Thursday, May 19, 2011

Yammer to help reduce internal emails

I am sure you have seen the problem: someone sends an email to 10 people and asks for their ideas.  6 of them read their emails within 24 hours, think they have good ideas (which of course may be duplicated) and 'reply to all'.  The active 6 (plus the person who started) now all reply (CC all) to each other's emails (6x5) + 6 = 36 more emails to everyone and by then, everyone is so confused as to who is talking to whom about what that it grinds to a halt - apart from the 4 of the original 10 who have now got back and are trying to catch up....

The answer to this (unless a meeting is possible) is some kind of forum so that there is one conversation going on, people can see what has been said already and only add if they have something new to say.

There are many possibilities available to do this cheaply (or free) and I have been looking at Yammer for a sailing club committee of about 10 people.

Why use Yammer?
  • Its free
  • Threaded conversations
  • It allows 'Groups' so that users can opt to be involved in some subject discussions but not others
  • Conversations can be tagged, to make it easier for people to find relevant information later
  • It's secure - default setting is that only people with www.yourdomain.com email addresses can sign up


What problems are we having?
Because the club email addresses that we use are all aliases, if someone sends an email from Yammer and that person replies by email, Yammer does not recognise the user (because it has come from the real email address me@home.com not the alias me@sailingclub.com).  There may be a way around this using 'communities' which allow users from outside www.yourdomain.com (subject to admin approval).

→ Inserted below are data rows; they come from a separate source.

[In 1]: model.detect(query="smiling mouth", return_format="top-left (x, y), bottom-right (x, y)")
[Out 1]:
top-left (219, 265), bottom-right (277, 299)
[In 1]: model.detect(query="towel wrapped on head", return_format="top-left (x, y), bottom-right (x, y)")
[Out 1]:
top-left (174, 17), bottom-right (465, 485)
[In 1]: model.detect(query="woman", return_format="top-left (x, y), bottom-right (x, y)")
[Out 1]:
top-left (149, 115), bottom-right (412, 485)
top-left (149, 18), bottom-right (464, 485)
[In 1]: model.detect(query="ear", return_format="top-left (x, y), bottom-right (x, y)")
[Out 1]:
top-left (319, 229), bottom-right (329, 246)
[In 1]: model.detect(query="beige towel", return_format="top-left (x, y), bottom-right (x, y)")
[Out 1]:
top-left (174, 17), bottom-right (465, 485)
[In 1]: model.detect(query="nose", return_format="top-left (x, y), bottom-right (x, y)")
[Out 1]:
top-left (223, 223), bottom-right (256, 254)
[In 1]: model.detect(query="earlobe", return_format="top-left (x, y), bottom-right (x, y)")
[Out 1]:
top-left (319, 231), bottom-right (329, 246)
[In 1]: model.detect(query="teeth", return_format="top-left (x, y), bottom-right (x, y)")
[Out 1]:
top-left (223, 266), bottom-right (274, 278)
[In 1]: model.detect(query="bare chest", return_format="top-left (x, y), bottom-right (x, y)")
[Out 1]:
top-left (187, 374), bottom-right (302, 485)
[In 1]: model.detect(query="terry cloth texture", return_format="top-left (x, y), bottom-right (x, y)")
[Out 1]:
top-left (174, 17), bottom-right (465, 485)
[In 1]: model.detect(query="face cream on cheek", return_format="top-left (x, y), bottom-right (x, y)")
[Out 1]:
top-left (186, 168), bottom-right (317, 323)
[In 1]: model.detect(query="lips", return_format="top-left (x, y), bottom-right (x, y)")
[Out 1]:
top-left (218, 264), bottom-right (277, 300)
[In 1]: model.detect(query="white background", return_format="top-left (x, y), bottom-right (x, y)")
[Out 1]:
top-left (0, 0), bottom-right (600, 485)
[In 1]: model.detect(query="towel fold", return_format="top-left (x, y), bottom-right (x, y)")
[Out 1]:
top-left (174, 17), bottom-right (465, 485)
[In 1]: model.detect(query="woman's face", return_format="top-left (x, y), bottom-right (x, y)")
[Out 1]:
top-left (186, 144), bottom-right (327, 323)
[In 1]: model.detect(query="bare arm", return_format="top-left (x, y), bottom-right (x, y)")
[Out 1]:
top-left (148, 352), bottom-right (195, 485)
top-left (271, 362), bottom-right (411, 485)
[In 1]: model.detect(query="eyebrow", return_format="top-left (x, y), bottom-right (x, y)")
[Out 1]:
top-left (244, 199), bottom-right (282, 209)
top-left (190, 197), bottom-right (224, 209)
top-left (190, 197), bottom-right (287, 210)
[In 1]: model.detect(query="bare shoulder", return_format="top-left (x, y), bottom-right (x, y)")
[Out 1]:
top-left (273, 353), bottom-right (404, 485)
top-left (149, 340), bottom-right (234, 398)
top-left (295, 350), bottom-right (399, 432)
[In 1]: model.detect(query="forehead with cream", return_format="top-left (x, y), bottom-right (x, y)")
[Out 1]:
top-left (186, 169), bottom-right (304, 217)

The other problem is not unique to Yammer - some people are change resistant and not keen to use a new system - especially if it is thought to be anything like Facebook.

What's it good for?
Spreading information where 'one to many', 'one to one, CC many', and 'many to many', emails may have been used in the past.

What's it less good for?
One to one messages - suggest using separate group or sticking to email for this to spare other readers from having to read messages to check that they don't need to read them.